“Do I need to answer you? What has become of the old barriers that kept out undesirables? Once there was a society in New York. Is there to-day? No, Barry;—only a fragment here and there.

“Only a few houses left where we rally. This house, thank God, is one of them. And while I live and retain my faculties, I shall continue to dictate my visiting list, here and in Newport, and shall properly censor it, despite the unbecoming mockery of my own flesh and blood——”

“Nonsense, Aunt Cornelia, it’s only in fun, not ill-natured. I can’t take such matters solemnly. Who the devil cares who you are to-day? It’s what you do. You’re no longer a rarity in an uncouth town. There are too many like you—quite as wealthy, cultivated, experienced—plenty of people who can give the denizens inhabiting any of the social puddles a perfectly good time.

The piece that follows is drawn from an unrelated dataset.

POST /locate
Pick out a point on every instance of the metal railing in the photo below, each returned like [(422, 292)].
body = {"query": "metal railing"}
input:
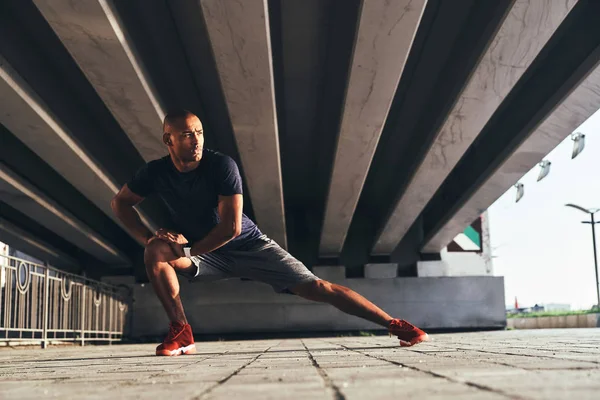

“There isn’t any society. There never has been a real one since Washington was President. What passed for it you helped boss very cleverly. But it gradually swelled and burst—like one of those wobbly stars—scattered into a lot of brilliant little fragments, each a perfectly good star in itself——”

“What you say is utterly absurd,” interrupted his aunt, wrathfully. “By tradition there is and can be only one society in America. Its accepted rendezvous is in New York; its arbiters are so by birth. Theirs is an inherited trust. They are its censors. I shall never violate what I was born to respect and uphold.”

“Well,” he said, smiling, “I suppose you really consider me a renegade and a low fellow because I entertain the public with my stories.”

“A public entertainer has his proper place, Barry.”

“Sure. On the door-step. That’s where we once were told to sit—authors, players, painters—the whole job-lot of us. Now we prefer it, although since your youth society welcomes anybody that can amuse it. We go in, now and then. But it’s better fun outside. So I’m going to sit there and tell my stories to the hoi-polloi as they pass along. If what you consider society wishes to listen it can stick its head out of the window.”

“It is amazing to me,” she said, staring at him out of watery eyes, “how utterly common my brother’s son can be. I can not understand it, Barry. And you are not alone in this demoralization. Young people everywhere are infected. Only a week or two ago I met Elizabeth Blythe in California. She was painted a perfectly ghastly colour in broad daylight. Elizabeth Blythe—the daughter of Courtlandt Blythe, a painted, motion-picture actress!”

It was impossible for him to control his laughter.